Diffusion priors have been used for blind face restoration (BFR) by fine-tuning diffusion models (DMs) on restoration datasets to recover low-quality images. However, the naive application of DMs presents several key limitations. (i) The diffusion prior has inferior semantic consistency (e.g., ID, structure and color.), increasing the difficulty of optimizing the BFR model; (ii) reliance on hundreds of denoising iterations, preventing the effective cooperation with perceptual losses, which is crucial for faithful restoration. Observing that the latent consistency model (LCM) learns consistency noise-to-data mappings on the ODE-trajectory and therefore shows more semantic consistency in the subject identity, structural information and color preservation, we propose InterLCM to leverage the LCM for its superior semantic consistency and efficiency to counter the above issues. Treating low-quality images as the intermediate state of LCM, InterLCM achieves a balance between fidelity and quality by starting from earlier LCM steps. LCM also allows the integration of perceptual loss during training, leading to improved restoration quality, particularly in real-world scenarios. To mitigate structural and semantic uncertainties, InterLCM incorporates a Visual Module to extract visual features and a Spatial Encoder to capture spatial details, enhancing the fidelity of restored images. Extensive experiments demonstrate that InterLCM outperforms existing approaches in both synthetic and real-world datasets while also achieving faster inference speed.

Paper Structure

This paper contains 34 sections, 7 equations, 28 figures, 10 tables, 1 algorithm.

Figures (28)

  • Figure 1: (Left) The intermediate states in 4-step LCM and SD Turbo models.

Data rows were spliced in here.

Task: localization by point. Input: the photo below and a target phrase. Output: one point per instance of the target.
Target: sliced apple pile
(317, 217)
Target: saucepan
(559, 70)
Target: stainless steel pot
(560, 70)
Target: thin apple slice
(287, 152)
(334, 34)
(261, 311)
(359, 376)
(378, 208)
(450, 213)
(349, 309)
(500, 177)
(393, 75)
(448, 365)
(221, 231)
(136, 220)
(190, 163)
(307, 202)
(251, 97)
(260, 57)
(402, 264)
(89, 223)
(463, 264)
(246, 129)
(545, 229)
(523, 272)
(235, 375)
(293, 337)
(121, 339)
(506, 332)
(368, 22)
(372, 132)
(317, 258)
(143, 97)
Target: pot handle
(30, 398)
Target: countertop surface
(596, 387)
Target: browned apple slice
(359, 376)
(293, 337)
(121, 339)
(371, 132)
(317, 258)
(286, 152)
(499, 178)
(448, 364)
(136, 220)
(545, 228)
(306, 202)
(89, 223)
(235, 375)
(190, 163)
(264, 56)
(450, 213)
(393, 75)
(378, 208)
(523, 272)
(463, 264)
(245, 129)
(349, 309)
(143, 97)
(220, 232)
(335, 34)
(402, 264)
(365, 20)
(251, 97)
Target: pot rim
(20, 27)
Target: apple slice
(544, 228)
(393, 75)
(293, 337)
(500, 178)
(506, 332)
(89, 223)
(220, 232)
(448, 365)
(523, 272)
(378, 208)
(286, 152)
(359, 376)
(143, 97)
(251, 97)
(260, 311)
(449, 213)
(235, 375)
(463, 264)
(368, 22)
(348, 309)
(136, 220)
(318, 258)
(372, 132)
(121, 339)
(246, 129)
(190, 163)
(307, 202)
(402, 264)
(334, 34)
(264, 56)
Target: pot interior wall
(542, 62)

The network used in LCM maps to the real image space, while SD Turbo progressively denoises the noisy image. (Right) Given the prompt "A headshot of a man with hat and glasses", we generate 1000 images with both LCM and SD Turbo models. Then we use DreamSim, SSIM, and color histogram distance (HDist) to measure the semantic consistency in the subject identity, spatial structure and color preservation.
  • Figure 2: (Left) The 4-step LCM map its origin at each sampling step: Noise$\xrightarrow[]{\text{1st step}}$Sampling data$\xrightarrow[]{\text{add noise}}$Noisy data$\xrightarrow[]{\text{2nd step}}$Sampling data$\xrightarrow[]{\text{add noise}}$Noisy data$\xrightarrow[]{\text{3rd step}}$Sampling data$\xrightarrow[]{\text{add noise}}$Noisy data$\xrightarrow[]{\text{4th step}}$Sampling data. In the first step, the origin image is predicted from random noise. In each remaining step, noise is added to the origin image produced in the previous step. (Right) The predicted origin images are shown for each step (the first row). The random noise and noisy data from the first to third steps (the second row). For example, given one prompt case "blond woman with red glasses and a black shirt", the generated image at each step shows semantic consistency in the subject identity, structural information and color constancy (the first row).
  • Figure 3: Overview of the proposed InterLCM framework. The Visual Module takes LQ images to output the visual embeddings. A Spatial Encoder is used to provide structure information. We consider the LQ image as the intermediate state of LCM. Through standard LCM conditioned with both the visual embedding and spatial features, the LQ input can be reconstructed as a HQ image.
  • Figure 4: t-SNE visualizations of feature distributions show the first step sampling similarity of LCM and the LQ image (FID=103.70), and their noisy intermediate states after LCM 2nd-step noise diffusion (FID=2.83).
  • Figure 5: Naive LCM alters the original semantics of the LQ image (e.g., hair).